Were all One Hundred Percent Lunar People as paranoid as he was? As he ran out the hotel lobby, the clerk strained his neck to watch him. He probably contacted the police. Hieronymous was a guilty bastard for not taking her to the hospital right away. But then, if he did that, it would mean having to admit that he had purposely done it.

He ran. He looked like a strange homeless man running in ripped rags, speeding away from one dirt pit and into another. Considering the dregs who surrounded him, all the prostitutes and junkies and addicted gambling losers, this was an extraordinary accomplishment. He sprinted directly into traffic, challenging the drunken drivers to apply their breaks for the speeding phantom in goggles. He ran through the flashing neon streets of LEM Zone One, past the tourists in their sheeplike formations, their tasteless attire, their bland way of staring at things as low and pre-fabricated as casinos with an expression of wonderment.
Where do these people come from?
Hieronymus wondered.
And why would they come here of all places?
Of course, he got his answer as he sprinted past the LEM itself, the thing from Earth. It used to be the main tourist attraction, but now it was only a pile of junk that nobody cared about, and soon it would probably be replaced with a chain drugstore. He swerved to avoid running into it, and he also dodged any kind of visual contact with the police, because this time, he could not lie his way out of trouble, because he did it, he did it, he really did it—what a stupid jackass thing to do,
jackass!
He had endangered that girl’s life, and he risked getting thrown into prison, never to be seen again.

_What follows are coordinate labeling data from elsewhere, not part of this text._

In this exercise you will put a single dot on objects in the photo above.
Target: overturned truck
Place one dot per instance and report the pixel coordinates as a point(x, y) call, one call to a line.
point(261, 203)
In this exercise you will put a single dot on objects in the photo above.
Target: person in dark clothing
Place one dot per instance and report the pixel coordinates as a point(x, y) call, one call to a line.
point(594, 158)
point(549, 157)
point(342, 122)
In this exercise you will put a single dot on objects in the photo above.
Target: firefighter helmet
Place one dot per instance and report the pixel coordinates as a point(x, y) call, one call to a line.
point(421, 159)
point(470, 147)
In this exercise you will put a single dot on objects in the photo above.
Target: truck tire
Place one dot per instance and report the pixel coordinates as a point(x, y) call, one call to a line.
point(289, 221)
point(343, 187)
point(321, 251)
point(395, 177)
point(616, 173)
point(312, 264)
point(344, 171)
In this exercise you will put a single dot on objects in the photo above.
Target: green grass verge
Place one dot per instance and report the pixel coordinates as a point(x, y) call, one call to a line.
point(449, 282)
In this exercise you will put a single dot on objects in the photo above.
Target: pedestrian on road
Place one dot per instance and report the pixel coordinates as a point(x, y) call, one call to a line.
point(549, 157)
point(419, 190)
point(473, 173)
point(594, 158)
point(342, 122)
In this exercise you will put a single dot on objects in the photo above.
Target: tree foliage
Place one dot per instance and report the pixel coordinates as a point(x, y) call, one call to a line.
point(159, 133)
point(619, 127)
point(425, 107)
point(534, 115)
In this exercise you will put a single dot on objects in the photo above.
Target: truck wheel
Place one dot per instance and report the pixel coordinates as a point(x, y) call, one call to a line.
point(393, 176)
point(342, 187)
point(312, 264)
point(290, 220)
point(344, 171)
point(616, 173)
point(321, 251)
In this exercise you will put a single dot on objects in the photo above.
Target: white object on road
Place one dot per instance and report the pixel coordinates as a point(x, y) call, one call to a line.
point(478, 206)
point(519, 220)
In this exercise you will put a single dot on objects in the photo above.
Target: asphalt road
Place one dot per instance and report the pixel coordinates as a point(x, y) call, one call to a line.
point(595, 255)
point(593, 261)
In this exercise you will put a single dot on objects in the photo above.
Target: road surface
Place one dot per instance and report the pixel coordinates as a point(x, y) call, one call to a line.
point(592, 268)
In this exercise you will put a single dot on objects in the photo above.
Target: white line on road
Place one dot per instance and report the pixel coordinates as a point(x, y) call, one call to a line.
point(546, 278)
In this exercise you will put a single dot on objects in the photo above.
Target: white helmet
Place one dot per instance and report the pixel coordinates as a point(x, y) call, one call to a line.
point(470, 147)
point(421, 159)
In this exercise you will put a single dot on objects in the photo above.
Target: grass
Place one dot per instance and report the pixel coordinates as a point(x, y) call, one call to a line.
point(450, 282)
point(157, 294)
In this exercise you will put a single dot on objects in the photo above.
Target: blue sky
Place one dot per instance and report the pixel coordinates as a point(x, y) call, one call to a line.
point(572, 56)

Beyond two neon flashing skyscrapers, the underside of a Mega Cruiser passed slowly, a behemoth floating directly above, and he was reminded of what she told him, and what might indeed be happening to all of those One Hundred Percent Lunar Boys and Girls who disappear into the criminal justice system. Was it true? He imagined how the ability to see the fourth primary color would be applicable in the cosmos. He was so used to repressing it that he felt guilty just contemplating this idea. The world of neon passed him by. The annoying hummingbirds hovered out of his way the faster he traveled. He sprinted on sidewalks, and he sprinted through gardens and dilapidated storefronts. He turned a corner onto a residential street, and within seconds, he found himself running through an incredibly chic part of town. Expensive cars, expensive apartments. Expensive jewelry on the middle-aged women who were out walking their dogs. Some regarded him with extreme fear—he must have looked like such a freakish criminal in his goggles and torn white plastic jacket that was completely destroyed by oil and filth. Again, as he passed onto a busy avenue known for its chic nightclubs and fashion models and movie stars, he figured that, once again, a call was made to the police that
one of them
was running amok in
our
neighborhood. He realized how absurd it was that he should be hunted down like this, that they needed his type to drive the Mega Cruisers. Of course, maybe that was why they hunted him down—so they could lock him up and then force him to use his eyes for them like a high-tech indentured servant, a slave. That’s what they wanted, to make him a slave who had to keep his mouth shut. To use him like captured men and women were used for centuries in the pre-ancient times, his talents exploited, his vision exploited. They needed his vision, as his vision was the vision of outer space. He had been born in the cosmos. The Moon was not a real place, but he was a real human being. And so what do human beings do but grow thumbs? His eyes, his vision, had a pair of thumbs that no one else but the explorers of the heavens could contemplate. It was not a question of looking at objects and people and predicting which direction they would walk in, and it was not a question of how freaked out people got when they saw your eyes—the real question was none of that, as he had the vision of a true star-gazer and his eyes were for looking across the vast reaches where the curving of time and space made sense to those who could see it in front of their faces — he was one of them, and all else was unfocused.